Philosophy@Birmingham: Philosophy of Mind and Psychology Reading Group -- The Predictive Mind chapter 2

Welcome to the second post of the online reading group in the Philosophy of Mind and Psychology hosted by the Philosophy@Birmingham blog. This month, Alastair Wilson (Birmingham Fellow in Philosophy specialising in Metaphysics and Philosophy of Physics) presents chapter 2 of The Predictive Mind by Jakob Hohwy (OUP 2013).

Alastair Wilson

Chapter 2 - Prediction Error Minimization
Presented by Alastair Wilson

According to the perceptual error minimization (PEM) model, perception is inferential. Chapter 2 addresses a crucial question for any inferential approach - where do the priors come from? - and argues that PEM offers a new answer to this question.

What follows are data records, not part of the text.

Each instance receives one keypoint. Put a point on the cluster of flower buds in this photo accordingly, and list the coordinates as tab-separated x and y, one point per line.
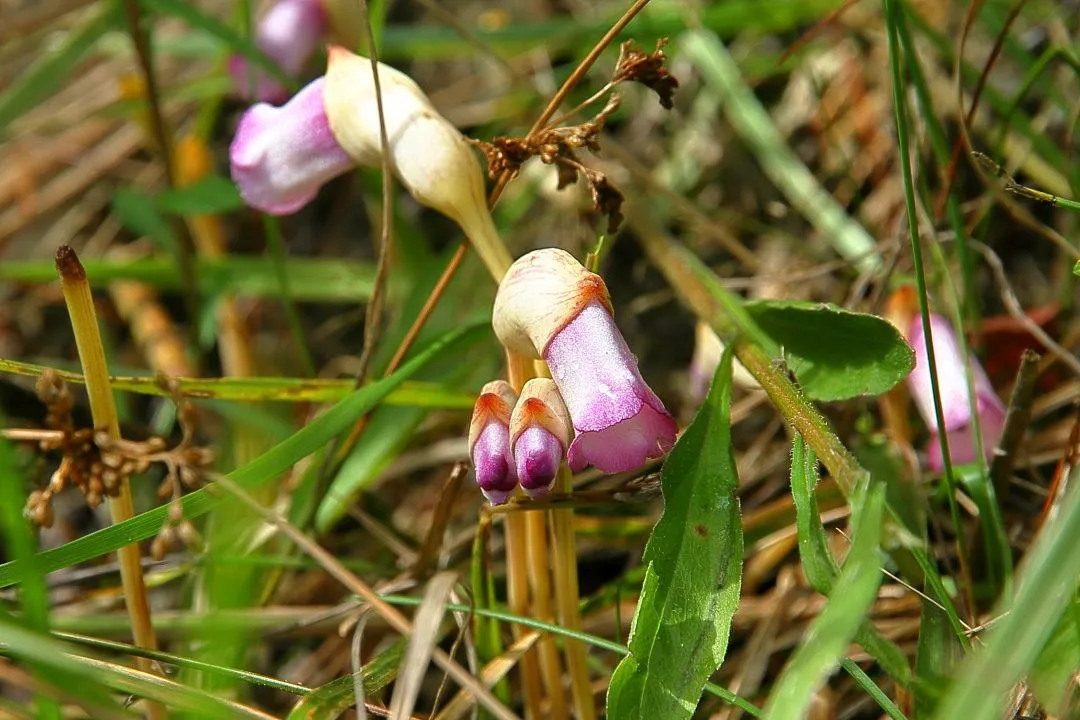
281	157
550	308
288	32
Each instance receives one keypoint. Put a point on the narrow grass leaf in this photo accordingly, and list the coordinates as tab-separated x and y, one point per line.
853	593
52	68
835	353
1044	585
821	568
693	572
262	470
311	280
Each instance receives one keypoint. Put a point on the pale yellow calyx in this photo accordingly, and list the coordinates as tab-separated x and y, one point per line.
541	404
495	404
542	291
434	162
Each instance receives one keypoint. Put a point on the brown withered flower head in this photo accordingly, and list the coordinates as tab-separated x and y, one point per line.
648	69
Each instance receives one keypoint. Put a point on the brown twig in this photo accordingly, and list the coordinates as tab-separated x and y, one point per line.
103	408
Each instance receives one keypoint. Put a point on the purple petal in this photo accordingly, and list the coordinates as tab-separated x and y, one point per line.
619	420
537	456
280	157
953	385
289	32
495	466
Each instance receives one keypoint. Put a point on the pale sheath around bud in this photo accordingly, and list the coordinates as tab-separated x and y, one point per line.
550	307
489	442
280	157
953	384
288	32
539	435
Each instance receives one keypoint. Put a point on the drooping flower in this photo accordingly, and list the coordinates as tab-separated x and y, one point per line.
489	442
539	435
953	385
281	155
550	307
288	32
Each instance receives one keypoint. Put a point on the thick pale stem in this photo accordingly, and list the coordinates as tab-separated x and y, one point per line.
88	338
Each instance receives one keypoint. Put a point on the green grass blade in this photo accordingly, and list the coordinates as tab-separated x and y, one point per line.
693	572
254	474
1044	585
825	641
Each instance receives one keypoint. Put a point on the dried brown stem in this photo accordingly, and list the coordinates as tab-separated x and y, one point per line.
80	304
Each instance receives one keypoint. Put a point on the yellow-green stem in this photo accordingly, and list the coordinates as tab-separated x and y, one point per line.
551	669
88	338
567	599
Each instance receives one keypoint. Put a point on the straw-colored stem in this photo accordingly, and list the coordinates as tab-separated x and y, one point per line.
551	669
566	601
88	338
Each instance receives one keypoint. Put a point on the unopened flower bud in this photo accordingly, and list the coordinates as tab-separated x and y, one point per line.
288	32
434	162
540	433
280	157
489	442
550	307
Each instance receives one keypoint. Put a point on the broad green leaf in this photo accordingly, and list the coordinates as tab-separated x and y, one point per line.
835	353
413	393
1044	585
819	565
828	636
262	470
210	195
310	280
693	572
53	67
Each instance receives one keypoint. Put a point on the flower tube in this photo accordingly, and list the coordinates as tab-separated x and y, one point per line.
550	307
280	157
489	442
952	367
539	435
288	32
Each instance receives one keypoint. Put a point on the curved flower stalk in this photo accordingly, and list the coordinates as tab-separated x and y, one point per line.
288	32
489	442
550	307
539	435
953	385
280	157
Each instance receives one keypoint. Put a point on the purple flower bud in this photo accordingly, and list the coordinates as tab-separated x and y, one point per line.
953	384
620	422
489	442
280	157
289	34
539	435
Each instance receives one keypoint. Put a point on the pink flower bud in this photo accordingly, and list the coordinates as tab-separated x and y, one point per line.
539	435
953	385
550	307
489	442
288	32
280	157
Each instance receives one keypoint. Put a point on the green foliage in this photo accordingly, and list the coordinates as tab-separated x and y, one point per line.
693	572
836	354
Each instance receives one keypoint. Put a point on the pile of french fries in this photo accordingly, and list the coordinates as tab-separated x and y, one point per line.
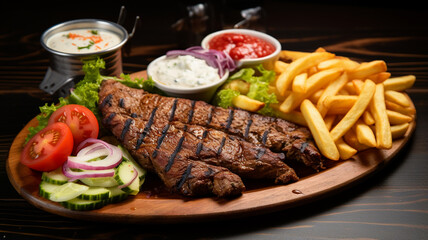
348	106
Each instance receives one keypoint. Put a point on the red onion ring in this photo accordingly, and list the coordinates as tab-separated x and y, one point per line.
72	175
216	59
129	183
112	156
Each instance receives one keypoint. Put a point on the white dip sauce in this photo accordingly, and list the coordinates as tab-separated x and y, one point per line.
184	71
83	41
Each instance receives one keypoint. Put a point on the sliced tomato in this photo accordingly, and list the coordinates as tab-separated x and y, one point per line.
49	148
81	121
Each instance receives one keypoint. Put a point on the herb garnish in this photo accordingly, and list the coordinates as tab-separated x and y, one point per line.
91	43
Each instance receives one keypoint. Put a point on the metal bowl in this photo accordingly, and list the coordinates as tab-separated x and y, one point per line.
66	68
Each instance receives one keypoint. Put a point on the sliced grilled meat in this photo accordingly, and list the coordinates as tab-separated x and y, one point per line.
276	134
178	173
148	134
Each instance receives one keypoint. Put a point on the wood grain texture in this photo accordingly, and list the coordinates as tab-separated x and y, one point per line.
390	204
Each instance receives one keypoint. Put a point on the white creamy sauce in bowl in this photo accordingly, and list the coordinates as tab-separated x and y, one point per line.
184	71
83	40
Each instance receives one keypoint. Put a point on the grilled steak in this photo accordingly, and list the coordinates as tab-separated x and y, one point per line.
274	133
189	158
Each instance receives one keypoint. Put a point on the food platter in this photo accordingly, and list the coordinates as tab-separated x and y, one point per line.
164	208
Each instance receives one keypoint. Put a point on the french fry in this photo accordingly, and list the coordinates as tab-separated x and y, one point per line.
345	150
319	131
339	104
398	131
331	90
368	118
239	85
410	111
366	69
378	110
293	116
316	96
329	121
397	118
349	88
358	85
344	63
246	103
365	134
288	55
298	84
379	77
296	67
313	83
280	66
351	138
397	97
399	83
348	106
355	112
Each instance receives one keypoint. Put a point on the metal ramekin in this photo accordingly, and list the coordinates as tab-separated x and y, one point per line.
66	68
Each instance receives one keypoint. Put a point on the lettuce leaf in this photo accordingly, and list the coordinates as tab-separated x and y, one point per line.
224	97
85	93
259	80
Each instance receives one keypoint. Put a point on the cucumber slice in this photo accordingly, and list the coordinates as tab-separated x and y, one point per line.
56	177
95	193
100	182
83	205
67	192
127	157
124	174
46	189
117	195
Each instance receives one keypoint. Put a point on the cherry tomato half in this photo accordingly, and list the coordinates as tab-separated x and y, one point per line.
81	121
49	148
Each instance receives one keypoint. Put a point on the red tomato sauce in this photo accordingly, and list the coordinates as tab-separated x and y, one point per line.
240	46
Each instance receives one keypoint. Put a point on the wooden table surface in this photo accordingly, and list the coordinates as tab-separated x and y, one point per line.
390	204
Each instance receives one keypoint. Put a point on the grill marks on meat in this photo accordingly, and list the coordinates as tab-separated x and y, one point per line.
183	142
274	133
163	154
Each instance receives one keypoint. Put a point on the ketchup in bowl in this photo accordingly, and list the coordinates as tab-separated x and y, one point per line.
241	46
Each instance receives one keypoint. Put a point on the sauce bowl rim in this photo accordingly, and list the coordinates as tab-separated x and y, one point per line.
250	32
184	90
64	25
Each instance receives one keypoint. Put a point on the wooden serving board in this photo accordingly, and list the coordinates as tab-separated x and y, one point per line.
164	208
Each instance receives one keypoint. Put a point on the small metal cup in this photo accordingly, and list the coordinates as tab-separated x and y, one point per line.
66	68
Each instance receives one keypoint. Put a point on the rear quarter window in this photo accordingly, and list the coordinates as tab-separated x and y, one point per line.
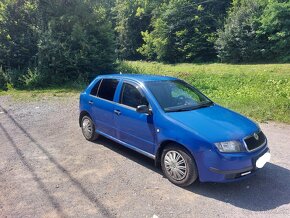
107	89
95	89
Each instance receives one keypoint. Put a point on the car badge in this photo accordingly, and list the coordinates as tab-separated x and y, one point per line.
256	136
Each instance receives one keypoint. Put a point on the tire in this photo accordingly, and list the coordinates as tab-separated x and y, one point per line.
178	166
88	129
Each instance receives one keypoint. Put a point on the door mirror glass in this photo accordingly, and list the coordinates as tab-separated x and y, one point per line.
143	109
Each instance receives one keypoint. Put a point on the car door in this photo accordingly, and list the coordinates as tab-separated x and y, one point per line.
133	128
102	106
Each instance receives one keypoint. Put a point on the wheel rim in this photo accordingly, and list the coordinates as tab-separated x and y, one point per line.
175	165
87	128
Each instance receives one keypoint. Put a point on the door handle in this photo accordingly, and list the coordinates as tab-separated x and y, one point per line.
117	112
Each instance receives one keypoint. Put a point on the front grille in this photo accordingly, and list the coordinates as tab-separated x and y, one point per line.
252	143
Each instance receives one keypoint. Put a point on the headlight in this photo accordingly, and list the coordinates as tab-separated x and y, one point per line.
230	146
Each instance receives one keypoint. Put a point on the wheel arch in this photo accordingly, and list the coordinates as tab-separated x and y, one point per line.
82	114
166	143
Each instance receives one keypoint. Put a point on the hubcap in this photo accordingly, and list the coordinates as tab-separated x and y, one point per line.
175	165
87	128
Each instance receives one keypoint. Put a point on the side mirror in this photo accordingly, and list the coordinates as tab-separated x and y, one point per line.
143	109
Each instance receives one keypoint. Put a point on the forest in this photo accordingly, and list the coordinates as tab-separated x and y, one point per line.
54	42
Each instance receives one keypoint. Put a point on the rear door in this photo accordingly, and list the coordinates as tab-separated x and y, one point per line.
134	128
102	106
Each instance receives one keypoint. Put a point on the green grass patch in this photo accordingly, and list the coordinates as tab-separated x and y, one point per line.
39	94
260	91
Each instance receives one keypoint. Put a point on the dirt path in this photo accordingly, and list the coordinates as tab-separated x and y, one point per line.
47	169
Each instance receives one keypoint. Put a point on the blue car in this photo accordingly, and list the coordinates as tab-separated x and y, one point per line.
172	122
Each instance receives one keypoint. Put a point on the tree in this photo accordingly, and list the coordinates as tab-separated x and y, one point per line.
18	33
275	27
132	17
76	40
183	31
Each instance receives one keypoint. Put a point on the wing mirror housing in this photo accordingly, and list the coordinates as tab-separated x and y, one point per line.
143	109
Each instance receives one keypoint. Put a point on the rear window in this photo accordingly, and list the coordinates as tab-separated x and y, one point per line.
107	89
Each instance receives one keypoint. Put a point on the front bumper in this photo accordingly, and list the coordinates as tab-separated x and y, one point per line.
216	167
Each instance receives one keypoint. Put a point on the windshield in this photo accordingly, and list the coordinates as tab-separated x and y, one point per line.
176	95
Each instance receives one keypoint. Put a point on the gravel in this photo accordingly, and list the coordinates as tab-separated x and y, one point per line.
48	169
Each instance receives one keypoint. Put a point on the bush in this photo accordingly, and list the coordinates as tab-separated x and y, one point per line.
3	80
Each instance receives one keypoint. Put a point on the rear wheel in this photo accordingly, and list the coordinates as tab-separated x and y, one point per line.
178	166
88	129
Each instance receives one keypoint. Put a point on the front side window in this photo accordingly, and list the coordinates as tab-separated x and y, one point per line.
176	95
132	97
107	89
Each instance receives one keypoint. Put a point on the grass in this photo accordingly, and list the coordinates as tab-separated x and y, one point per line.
260	91
38	94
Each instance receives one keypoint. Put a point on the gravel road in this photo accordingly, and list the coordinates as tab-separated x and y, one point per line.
48	169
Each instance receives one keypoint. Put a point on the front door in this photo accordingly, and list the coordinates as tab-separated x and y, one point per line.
103	107
134	128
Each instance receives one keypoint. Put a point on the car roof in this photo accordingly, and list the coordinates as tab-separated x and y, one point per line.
137	77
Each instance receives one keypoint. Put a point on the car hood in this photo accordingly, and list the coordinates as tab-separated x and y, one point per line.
215	123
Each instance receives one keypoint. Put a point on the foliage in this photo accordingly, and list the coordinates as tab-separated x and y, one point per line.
132	17
275	26
255	31
238	42
76	40
18	33
258	91
183	31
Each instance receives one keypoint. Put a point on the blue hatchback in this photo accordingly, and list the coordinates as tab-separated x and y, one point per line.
172	122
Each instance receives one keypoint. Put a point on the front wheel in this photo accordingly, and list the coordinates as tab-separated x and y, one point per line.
88	129
178	166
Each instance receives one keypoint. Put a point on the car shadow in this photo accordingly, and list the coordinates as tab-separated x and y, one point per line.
268	189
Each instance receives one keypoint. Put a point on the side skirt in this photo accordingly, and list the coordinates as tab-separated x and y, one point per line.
127	145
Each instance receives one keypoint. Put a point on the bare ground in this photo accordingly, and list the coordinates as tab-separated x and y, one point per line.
48	169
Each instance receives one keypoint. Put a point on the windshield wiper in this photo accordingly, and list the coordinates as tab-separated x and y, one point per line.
206	104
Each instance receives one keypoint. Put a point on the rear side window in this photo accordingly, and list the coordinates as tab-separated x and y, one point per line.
107	89
132	97
96	88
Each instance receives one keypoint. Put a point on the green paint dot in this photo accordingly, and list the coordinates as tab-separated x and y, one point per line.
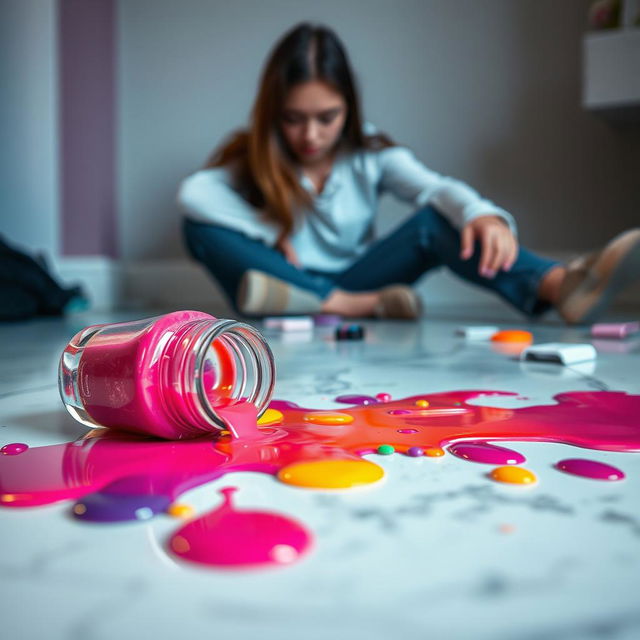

A statistical illustration Translating talk of Bayesian priors into curve-fitting for illustrative purposes, what we want is a mechanism which will optimize the trade-off between accuracy and over-fitting. This means that there is a need to factor in expected noise levels in the incoming data when determining how low to force the prediction error. PEM implements this via the following feedback loop:

Use prior beliefs harnessed to an internal model to generate predictions of the sensory input	→	Revise models prediction or change sensory input to minimize prediction error subject to expectations of noise.
	←

Reconceiving the Relation to the World PEM goes beyond the analogy with trial-and-error procedures. The primary representational content of perception is encoded in the downwards/backwards connections between levels in the hierarchy rather than in the upwards/forwards connections. That is, perceptual content primarily consists in the predictions that higher levels are making about lower levels rather than in any top-down interpretation of the signals that higher levels receive from lower levels. "The functional role of the bottom-up signal from the world is then to be feedback on the internal models of the world." (47)

Being Supervised by the World The priors involved in Bayesian models of PEM are sub-personal: they control the outputs each individual layer of the perceptual hierarchy passes to the nearby layers based on what its inputs from those layers are. But where do these sub-personal priors come from in the first place? It looks like only something with priors designed into it by some supervisor could in turn design something with priors. This can be posed as an instance of a very general form of explanatory or causal regress.

The solution Jakob favours is that the process of perceptual inference is 'supervised by the world': "supervision... emerges once we operate with a comparison of predicted and actual input since revision of our internal model parameters can happen in the light of the difference between them" (49). The point is that there is a difference between two kinds of information-bearing signal that we might be receiving from the world. On a passive or receptive model of perception, the signal is essentially a picture of the world itself. But on the PEM model, the signal is a picture of the difference between the world and our internal prediction of it. Jakob argues that the latter can play the role of a supervisory signal in a way that the former cannot.

The PEM mechanism requires that the brain should be able to make direct measurements of prediction error. If we have such a measurement capacity, then it will tend to maximize the mutual information between the state of a neural population and a genuine cause in the external world.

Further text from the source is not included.